Naskah monolog “Kasir
Kita” karya Arifin C Noer cukup nakal untuk menyingkap kemungkinan-kemungkinan
penyebab seseorang menjadi koruptor. Naskah ini beberapa hari lalu dimainkan
Risky Andi Prananta dari Teater Gapus Surabaya di Fakultas Ilmu Budaya Unair
dalam rangka peringatan Malam Chairil Anwar (MCA). Naskah realis yang penuh
dengan permainan emosi dari seorang tokoh Misbah Jazuli yang sedang galau.
Setting tempat
dibangung sangat sederhana dan realis. Sebuah ruang keluarga. Di sisi kiri
panggung meja dan kursi, di sisi kanan terdapat meja kecil yang di atasnya ada
telepon rumah. Di tengah ada sketsel dengan hiasan pigora bergambar istri dan
anak-anaknya. Sedangkan tata cahaya hanya menggunakan lampu ruang. Terang.
Musik juga sangat minim. Kostum aktor hanya mengenakan kemeja dan celana hitam.
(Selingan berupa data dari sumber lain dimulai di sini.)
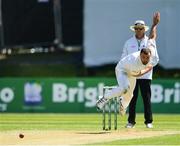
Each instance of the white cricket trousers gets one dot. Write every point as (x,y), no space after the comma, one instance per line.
(126,85)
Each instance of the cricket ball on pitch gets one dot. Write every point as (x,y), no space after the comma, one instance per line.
(21,135)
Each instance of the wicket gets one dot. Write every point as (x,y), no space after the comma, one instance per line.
(108,107)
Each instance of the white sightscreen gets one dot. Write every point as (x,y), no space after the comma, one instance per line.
(106,28)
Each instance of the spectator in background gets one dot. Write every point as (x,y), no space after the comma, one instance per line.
(134,44)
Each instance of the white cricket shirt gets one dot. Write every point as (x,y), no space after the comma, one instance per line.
(132,64)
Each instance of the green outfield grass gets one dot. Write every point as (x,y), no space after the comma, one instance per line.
(167,125)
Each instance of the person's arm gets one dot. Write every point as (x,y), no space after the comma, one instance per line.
(143,71)
(153,31)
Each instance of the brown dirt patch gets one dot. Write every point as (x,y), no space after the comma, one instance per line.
(74,137)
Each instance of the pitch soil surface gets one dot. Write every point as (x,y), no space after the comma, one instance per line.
(58,137)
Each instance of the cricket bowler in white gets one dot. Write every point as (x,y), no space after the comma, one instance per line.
(129,68)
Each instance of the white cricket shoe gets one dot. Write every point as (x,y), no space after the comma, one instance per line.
(129,125)
(101,102)
(122,109)
(149,125)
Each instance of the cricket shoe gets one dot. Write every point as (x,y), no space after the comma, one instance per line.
(149,125)
(101,102)
(122,109)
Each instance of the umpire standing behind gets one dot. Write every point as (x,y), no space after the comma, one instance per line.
(134,44)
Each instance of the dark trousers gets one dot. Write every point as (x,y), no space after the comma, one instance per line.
(145,88)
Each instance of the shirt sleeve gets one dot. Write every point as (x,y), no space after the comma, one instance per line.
(154,55)
(124,53)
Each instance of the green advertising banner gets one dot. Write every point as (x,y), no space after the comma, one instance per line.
(76,95)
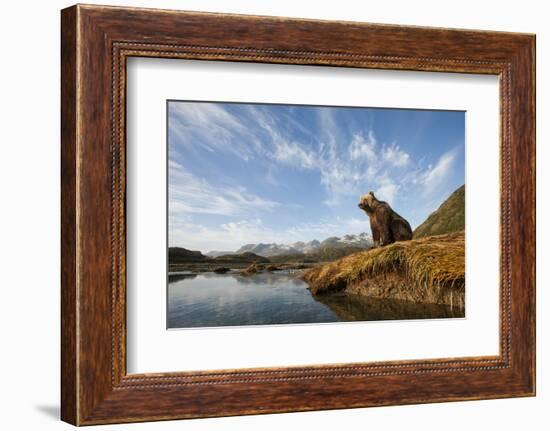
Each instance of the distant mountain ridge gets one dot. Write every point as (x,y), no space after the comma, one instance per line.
(360,241)
(448,218)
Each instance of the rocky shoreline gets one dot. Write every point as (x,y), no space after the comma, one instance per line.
(427,270)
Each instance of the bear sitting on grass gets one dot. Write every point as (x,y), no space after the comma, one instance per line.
(386,225)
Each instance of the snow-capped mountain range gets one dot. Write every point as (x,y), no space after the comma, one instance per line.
(362,240)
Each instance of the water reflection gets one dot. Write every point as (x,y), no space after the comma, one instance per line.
(208,299)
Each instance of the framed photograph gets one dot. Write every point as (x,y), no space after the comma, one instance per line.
(262,214)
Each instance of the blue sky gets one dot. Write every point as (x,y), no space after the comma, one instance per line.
(248,173)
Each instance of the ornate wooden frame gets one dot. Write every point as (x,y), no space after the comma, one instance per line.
(95,43)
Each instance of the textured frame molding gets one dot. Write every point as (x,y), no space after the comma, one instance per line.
(96,41)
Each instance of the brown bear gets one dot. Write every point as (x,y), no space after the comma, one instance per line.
(386,225)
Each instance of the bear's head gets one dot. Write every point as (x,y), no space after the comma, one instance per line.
(367,202)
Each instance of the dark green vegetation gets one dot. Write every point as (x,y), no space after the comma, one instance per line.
(449,217)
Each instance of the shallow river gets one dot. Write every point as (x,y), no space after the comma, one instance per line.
(208,299)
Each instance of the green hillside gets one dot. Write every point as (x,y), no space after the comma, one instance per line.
(449,217)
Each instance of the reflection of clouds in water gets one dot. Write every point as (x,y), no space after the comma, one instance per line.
(232,300)
(210,300)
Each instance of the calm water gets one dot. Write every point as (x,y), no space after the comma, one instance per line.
(208,299)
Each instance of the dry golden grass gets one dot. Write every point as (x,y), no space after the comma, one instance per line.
(432,262)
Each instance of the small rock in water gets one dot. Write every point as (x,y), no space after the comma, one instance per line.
(221,270)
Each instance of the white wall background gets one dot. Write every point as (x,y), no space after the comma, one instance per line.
(29,224)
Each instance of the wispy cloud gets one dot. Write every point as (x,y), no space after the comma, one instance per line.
(189,194)
(232,235)
(255,155)
(436,175)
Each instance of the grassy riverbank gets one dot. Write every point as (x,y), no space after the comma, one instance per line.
(428,270)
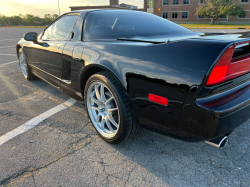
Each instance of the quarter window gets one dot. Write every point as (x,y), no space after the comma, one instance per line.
(174,15)
(165,2)
(165,15)
(176,2)
(150,3)
(60,29)
(184,15)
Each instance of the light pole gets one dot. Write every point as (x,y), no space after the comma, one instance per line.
(59,7)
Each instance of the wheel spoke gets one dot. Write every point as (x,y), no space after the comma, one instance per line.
(94,100)
(93,107)
(97,120)
(103,94)
(112,109)
(109,125)
(111,98)
(110,117)
(97,93)
(102,123)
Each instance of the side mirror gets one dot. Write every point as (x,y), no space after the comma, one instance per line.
(31,36)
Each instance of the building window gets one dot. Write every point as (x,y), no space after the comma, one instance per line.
(165,2)
(176,2)
(150,3)
(165,15)
(184,15)
(174,15)
(222,16)
(241,16)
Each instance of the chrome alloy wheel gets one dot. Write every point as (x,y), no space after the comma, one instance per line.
(103,109)
(23,63)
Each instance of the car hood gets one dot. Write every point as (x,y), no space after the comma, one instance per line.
(184,36)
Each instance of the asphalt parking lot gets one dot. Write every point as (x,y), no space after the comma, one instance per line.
(63,149)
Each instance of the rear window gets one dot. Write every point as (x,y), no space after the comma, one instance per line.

Penghayatan karakter benar-benar menjadi kekuatan terbesar dalam pertaruhan
pementasan ini. Sebuah tugas yang tak ringan bagi aktor.
Pementasan ini
berkisah tentang sang kasir bernama Misbah Jazuli. Ia terbelit masalah karena
menggunakan uang kantor untuk kepentingan pribadinya; memanjakan seorang
perempuan yang merupakan selingkuhannya. Sementara keluarga Misbah Jazuli
sendiri harus mengalami perceraian. Meski sudah cerai, Misbah Jazuli masih
cinta istrinya. Ia menyesali perbuatannya hanya gara-gara tergoda perempuan lain.
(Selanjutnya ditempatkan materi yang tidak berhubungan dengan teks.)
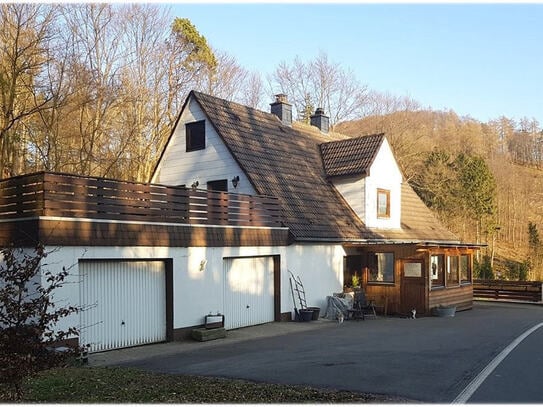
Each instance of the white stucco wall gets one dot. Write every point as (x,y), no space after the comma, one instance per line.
(179,167)
(197,292)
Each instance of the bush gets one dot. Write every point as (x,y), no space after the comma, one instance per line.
(483,270)
(28,317)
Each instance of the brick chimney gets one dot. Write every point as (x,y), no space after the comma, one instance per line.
(320,120)
(282,109)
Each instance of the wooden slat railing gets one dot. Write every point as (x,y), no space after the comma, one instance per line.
(53,194)
(508,290)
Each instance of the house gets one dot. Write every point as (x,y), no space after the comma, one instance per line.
(238,199)
(345,203)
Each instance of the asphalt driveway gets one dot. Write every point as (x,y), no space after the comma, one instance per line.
(428,359)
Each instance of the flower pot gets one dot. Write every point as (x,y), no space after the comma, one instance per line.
(316,313)
(304,315)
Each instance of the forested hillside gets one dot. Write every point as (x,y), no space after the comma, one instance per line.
(95,89)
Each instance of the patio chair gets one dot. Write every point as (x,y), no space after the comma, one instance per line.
(361,307)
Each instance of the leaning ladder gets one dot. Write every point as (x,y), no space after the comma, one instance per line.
(299,288)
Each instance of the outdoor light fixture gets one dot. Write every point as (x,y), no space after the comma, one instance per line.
(235,181)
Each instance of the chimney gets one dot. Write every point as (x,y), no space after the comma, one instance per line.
(320,120)
(282,109)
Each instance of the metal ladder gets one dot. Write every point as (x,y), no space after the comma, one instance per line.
(300,291)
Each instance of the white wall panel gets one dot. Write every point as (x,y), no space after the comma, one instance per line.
(124,303)
(248,291)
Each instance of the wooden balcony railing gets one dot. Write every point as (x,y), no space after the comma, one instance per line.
(508,290)
(63,195)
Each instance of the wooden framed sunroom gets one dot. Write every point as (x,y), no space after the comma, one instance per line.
(407,276)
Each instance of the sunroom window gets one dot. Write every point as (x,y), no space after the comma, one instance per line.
(437,273)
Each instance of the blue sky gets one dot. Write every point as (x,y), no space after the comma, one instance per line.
(481,60)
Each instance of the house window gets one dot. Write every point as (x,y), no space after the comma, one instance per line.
(381,268)
(437,272)
(195,135)
(218,185)
(453,272)
(465,269)
(383,203)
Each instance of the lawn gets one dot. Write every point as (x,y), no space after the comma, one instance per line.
(123,385)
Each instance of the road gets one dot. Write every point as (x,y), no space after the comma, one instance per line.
(427,360)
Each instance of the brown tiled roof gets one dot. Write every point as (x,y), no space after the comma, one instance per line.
(352,156)
(285,162)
Misbah Jazuli bertambah galau karena perusahaan tempatnya bekerja akan
melakukan audit keuangan. Permainan emosi itu menggunakan stimulus telepon
berdering berkali-kali. Misbah Jazuli menerima telepon dari atasannya,
perempuan simpanannya, serta mantan istrinya secara bergantian tanpa bisa
ditebak dari siapa telepon itu berdering.
“Seperti saudara
saksikan sendiri badan saya sedemikian lesunya, bukan? Tuhanku! Ya, hanya
Tuhanku yang tahu apa yang terjadi dalam diri saya. Saya rindu pada istri saya
dan sedang ditimpa rasa penyesalan dan saya takut masuk kantor berhubung ada
pertanggungjawaban keuangan,” Misbah Jazuli berhenti karena telepon berdering.
Misbah Jazuli
mengira mantan istrinya yang menelepon tapi ternya perempuan nakal. Emosinya
kembali meninggi. “Betapa saya marah. Sesudah beberapa puluh juta uang kantor
saya pakai berfoya-foya. Apakah ia mengharap saya mengangkat lemari besi itu ke
rumahnya. Gila!” Misbah Jazuli menirukan mengangkat brankas penyimpan uang.
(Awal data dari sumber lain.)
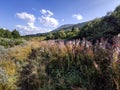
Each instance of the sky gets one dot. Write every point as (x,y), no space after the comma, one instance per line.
(39,16)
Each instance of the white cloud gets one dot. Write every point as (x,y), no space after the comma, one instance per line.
(46,12)
(47,20)
(77,16)
(63,20)
(30,27)
(26,16)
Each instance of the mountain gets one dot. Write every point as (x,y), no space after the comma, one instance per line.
(67,27)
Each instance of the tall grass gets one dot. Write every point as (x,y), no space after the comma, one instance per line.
(72,65)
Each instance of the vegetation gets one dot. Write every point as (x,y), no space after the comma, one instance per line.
(65,63)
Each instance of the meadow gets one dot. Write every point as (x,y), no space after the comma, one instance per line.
(60,65)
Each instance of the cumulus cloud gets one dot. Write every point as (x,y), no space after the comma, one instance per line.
(46,12)
(26,16)
(63,20)
(47,20)
(30,27)
(77,16)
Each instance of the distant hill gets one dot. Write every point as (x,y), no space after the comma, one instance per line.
(65,27)
(70,26)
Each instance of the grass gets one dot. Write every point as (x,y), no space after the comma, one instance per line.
(59,65)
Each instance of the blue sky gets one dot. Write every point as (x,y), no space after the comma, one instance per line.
(38,16)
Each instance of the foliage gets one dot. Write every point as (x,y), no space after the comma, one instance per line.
(71,65)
Dari posisi tengah panggung, aktor kembali duduk. Nafasnya masih naik turun
karena emosinya masih tinggi.
“Saya telah
berhubungan dengan perempuan, beberapa hari setelah saya bertengkar di pengadilan
agama itu. Saya tertipu. Uang saya ludes, uang kantor ludes. Tapi saya masih
bersyukur lumpur itu baru mengenai betis saya. Setangah bulan lalu saya terjaga
dari mimpi edan itu. Betapa saya terkejut saat meghitung berapa uang kantor
katut. Sejak saat itu saya ingat istri saya. Saya mendengar tangis anak-anak
saya,” kalimat ini tersampaikan dan terasa permainan emosi dari marah hingga
penyesalan.
Namun penyesalan
itu hanya kesia-sian. “Ya manis. Kau ingat laut, pantai, pasir, tikar, kulit
kacang..ah...indah sekalu bukan? Tentu..tentu..ha? Bagaimana? Kawin? Kamu?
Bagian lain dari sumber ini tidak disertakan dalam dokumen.